Internacional

Luta conta o terrorismo ataca liberdades civis

Jornalistas do semanário Sunday Mail são levados ao tribunal no Zimbábue. Na foto, da esquerda para a direita, estão Tinashe Farawo, Brian Chitemba e Mabasa Sasa. Foto: Jeffrey Moyo/IPS
Jornalistas do semanário Sunday Mail são levados ao tribunal no Zimbábue. Na foto, da esquerda para a direita, estão Tinashe Farawo, Brian Chitemba e Mabasa Sasa. Foto: Jeffrey Moyo/IPS

por Busani Bafana, da IPS –

Harare, Zimbábue, 10/11/2016 – Há quatro anos, um escritor sem rosto que se dizia chamar Baba Jukwa pôs fogo no Facebook ao expor detalhes de maquinações e intrigas dentro da governante União Nacional Africana do Zimbábue (Zanu-PF). Com mais de 400 mil “amigos” nessa rede social, Jukwa sacudiu o ambiente em matéria de liberdade de expressão nesse conservador país da África austral. O enigmático personagem, que se pensava fosse um espião dentro da Zanu-PF, permanece no anonimato e nunca foi preso.

Atualmente, o governo, com antecedentes de intolerância com a dissidência, não brinca com as redes sociais depois de Baba Jukwa e redige um projeto de lei para perseguir o crime cibernético e o terrorismo. Mas os jornalistas temem que sufoque mais as poucas liberdades de imprensa e de expressão que restam. Se o projeto for aprovado, a Lei contra o Crime por Computador e Cibernético vai frear de imediato os “abusadores das redes sociais”, a julgar pelas declarações de governo, polícia e Exército.

O comandante do Exército Nacional do Zimbábue, tenente-general Valerio Sibanda, afirmou, ao jornal oficial Herald, que sua força treina oficiais para enfrentar a “guerra cibernética, na qual as armas, a tecnologia da informação e da comunicação, são usadas para mobilizar pessoas e causar dano”.

Por sua vez, o ministro de Serviços de Radiodifusão e Meios de Informação, Chris Mushowe, afirmou que “o projeto não pretende matar a liberdade de expressão, não procura silenciar a população, mas aponta para nossa união a outras nações na luta contra a ameaça do terrorismo”. Em agosto, após uma reunião com a embaixadora britânica, Catriona Laing, Mushowe declarou que “não queremos que passe informação pelo Zimbábue ou que esteja aqui e ameace a segurança nacional de outros países”.

A organização defensora da mídia Freedom House, com sede em Washington, em seu informe deste ano situa o Zimbábue, junto com Bangladesh, Turquia, Burundi, França, Sérvia, Iêmen, Egito e Macedônia, como os países onde mais se perdeu a liberdade de expressão em 2015. A informação se tornou a moeda da expressão pessoal.
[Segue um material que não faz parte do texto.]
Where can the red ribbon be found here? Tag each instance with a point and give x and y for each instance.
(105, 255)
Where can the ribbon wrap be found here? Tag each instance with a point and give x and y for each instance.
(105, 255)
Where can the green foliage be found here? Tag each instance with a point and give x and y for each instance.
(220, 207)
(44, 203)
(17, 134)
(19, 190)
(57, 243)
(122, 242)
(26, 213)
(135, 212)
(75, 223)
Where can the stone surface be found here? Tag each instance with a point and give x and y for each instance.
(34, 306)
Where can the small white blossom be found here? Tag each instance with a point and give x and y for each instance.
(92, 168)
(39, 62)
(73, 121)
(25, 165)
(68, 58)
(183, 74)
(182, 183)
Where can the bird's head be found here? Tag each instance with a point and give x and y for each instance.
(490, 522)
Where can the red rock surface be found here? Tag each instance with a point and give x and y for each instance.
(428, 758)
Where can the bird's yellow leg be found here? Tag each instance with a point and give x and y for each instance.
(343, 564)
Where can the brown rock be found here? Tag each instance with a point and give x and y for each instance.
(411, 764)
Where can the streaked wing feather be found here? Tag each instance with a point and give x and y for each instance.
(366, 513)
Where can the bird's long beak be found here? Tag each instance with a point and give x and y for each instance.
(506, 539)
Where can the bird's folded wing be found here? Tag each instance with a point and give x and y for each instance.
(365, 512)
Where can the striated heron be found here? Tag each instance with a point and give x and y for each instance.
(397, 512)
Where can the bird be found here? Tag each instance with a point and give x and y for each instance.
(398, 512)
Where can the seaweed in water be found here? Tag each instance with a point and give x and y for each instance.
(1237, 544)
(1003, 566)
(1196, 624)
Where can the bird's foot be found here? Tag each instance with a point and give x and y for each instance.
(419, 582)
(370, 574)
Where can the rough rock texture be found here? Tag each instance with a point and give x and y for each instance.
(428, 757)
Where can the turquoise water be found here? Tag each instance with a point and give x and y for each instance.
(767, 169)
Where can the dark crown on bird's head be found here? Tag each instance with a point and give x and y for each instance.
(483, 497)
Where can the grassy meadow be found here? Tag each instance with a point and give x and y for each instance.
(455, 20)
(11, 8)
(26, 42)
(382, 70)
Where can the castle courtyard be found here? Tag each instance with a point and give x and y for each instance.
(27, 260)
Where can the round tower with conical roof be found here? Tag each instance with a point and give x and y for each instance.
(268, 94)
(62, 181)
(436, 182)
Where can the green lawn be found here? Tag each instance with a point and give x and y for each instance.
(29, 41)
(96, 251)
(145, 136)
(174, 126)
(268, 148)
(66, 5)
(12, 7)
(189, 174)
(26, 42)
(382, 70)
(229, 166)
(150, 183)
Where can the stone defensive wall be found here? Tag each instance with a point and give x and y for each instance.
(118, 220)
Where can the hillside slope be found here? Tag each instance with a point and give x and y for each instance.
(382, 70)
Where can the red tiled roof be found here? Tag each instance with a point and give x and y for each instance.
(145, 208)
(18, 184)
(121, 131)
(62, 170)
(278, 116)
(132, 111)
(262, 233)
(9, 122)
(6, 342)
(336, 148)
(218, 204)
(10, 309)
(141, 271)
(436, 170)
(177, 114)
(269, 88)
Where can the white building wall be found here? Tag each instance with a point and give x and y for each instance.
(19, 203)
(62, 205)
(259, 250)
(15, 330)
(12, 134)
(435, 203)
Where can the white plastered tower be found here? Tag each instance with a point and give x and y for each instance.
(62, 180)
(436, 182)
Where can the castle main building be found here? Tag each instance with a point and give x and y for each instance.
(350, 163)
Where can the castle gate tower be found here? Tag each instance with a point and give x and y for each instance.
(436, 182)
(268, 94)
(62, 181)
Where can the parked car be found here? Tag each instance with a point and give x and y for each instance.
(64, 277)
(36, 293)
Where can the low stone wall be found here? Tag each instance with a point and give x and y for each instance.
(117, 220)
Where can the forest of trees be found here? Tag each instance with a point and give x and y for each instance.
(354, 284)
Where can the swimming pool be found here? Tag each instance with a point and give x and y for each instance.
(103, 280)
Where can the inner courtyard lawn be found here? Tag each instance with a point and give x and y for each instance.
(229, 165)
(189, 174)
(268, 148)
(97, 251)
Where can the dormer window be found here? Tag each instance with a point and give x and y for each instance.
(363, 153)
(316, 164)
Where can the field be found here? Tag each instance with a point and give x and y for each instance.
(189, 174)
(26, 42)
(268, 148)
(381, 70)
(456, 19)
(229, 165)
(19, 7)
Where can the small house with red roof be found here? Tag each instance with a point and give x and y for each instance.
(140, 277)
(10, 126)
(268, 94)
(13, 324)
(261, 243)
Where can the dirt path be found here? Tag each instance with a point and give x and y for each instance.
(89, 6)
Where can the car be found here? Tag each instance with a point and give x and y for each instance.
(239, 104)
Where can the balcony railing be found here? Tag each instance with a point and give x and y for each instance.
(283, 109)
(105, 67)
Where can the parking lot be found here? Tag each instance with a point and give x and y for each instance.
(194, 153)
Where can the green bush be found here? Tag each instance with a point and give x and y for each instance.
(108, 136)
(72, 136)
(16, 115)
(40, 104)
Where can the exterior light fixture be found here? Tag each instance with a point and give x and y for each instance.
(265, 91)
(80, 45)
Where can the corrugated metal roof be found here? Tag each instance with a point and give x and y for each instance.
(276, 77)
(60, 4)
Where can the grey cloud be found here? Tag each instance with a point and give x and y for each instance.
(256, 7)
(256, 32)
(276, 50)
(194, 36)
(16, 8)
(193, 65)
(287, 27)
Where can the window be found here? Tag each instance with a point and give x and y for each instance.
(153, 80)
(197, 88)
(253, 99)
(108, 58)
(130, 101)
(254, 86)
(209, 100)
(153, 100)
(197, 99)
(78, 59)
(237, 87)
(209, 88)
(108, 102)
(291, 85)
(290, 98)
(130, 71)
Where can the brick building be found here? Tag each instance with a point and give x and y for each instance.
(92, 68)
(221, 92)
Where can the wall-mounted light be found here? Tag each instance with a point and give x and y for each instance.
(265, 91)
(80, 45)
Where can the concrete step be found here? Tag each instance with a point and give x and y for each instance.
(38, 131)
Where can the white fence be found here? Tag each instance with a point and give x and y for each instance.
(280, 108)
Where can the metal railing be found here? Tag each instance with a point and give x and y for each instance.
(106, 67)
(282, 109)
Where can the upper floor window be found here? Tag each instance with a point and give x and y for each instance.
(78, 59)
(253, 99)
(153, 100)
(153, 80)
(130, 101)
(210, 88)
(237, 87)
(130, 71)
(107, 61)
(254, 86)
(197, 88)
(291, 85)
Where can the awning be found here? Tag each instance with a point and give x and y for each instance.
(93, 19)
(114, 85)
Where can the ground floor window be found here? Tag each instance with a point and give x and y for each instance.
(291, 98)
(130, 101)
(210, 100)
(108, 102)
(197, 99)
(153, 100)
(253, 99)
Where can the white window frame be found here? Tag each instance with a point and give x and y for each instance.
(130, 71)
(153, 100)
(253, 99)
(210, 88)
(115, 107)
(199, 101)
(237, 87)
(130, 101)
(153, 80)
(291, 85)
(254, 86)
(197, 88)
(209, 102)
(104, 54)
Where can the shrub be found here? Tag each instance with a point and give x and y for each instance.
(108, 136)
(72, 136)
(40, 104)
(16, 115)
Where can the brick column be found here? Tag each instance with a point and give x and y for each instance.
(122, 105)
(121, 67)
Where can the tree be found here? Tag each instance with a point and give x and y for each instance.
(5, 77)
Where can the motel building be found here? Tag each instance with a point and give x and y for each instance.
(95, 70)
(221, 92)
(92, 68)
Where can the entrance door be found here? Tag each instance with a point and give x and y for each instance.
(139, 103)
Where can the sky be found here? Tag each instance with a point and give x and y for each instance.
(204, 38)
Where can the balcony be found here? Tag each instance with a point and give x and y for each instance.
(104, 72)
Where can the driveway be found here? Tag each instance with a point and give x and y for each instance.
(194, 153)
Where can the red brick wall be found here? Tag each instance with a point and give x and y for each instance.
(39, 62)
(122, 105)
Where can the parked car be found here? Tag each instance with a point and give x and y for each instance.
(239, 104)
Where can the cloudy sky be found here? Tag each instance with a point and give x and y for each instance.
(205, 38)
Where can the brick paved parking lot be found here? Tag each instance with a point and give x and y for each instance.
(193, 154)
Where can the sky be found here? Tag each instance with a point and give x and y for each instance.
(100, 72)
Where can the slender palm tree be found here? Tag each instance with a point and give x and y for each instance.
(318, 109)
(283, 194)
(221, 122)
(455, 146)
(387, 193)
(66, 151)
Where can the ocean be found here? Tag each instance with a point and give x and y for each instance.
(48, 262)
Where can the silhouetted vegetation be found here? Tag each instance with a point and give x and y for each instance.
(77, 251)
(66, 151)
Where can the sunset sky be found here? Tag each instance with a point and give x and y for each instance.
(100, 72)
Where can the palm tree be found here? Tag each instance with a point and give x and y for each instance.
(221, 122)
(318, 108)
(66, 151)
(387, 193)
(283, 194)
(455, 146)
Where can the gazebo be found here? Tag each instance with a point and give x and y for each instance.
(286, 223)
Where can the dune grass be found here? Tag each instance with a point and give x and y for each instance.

As redes sociais, especialmente Facebook e WhatsApp, oferecem à sociedade uma plataforma para reunir e compartilhar informação, ventilar as adversidades cotidianas e até organizar ações públicas contra uma situação econômica e política em decadência.

O editor do semanário Zimbabwe Independent, Dumisani Muleya, apontou que a vida neste mundo globalizado e dependente da tecnologia apresenta dois grandes desafios para os governos: combater o terrorismo e proteger as liberdades nacionais. Se for aprovado, o projeto “não deverá ser usado como ferramenta para espionar a sociedade de forma indevida, nem para reforçar a imagem do Zimbábue como Estado policial, mas principalmente para proteger os direitos das pessoas”, destacou.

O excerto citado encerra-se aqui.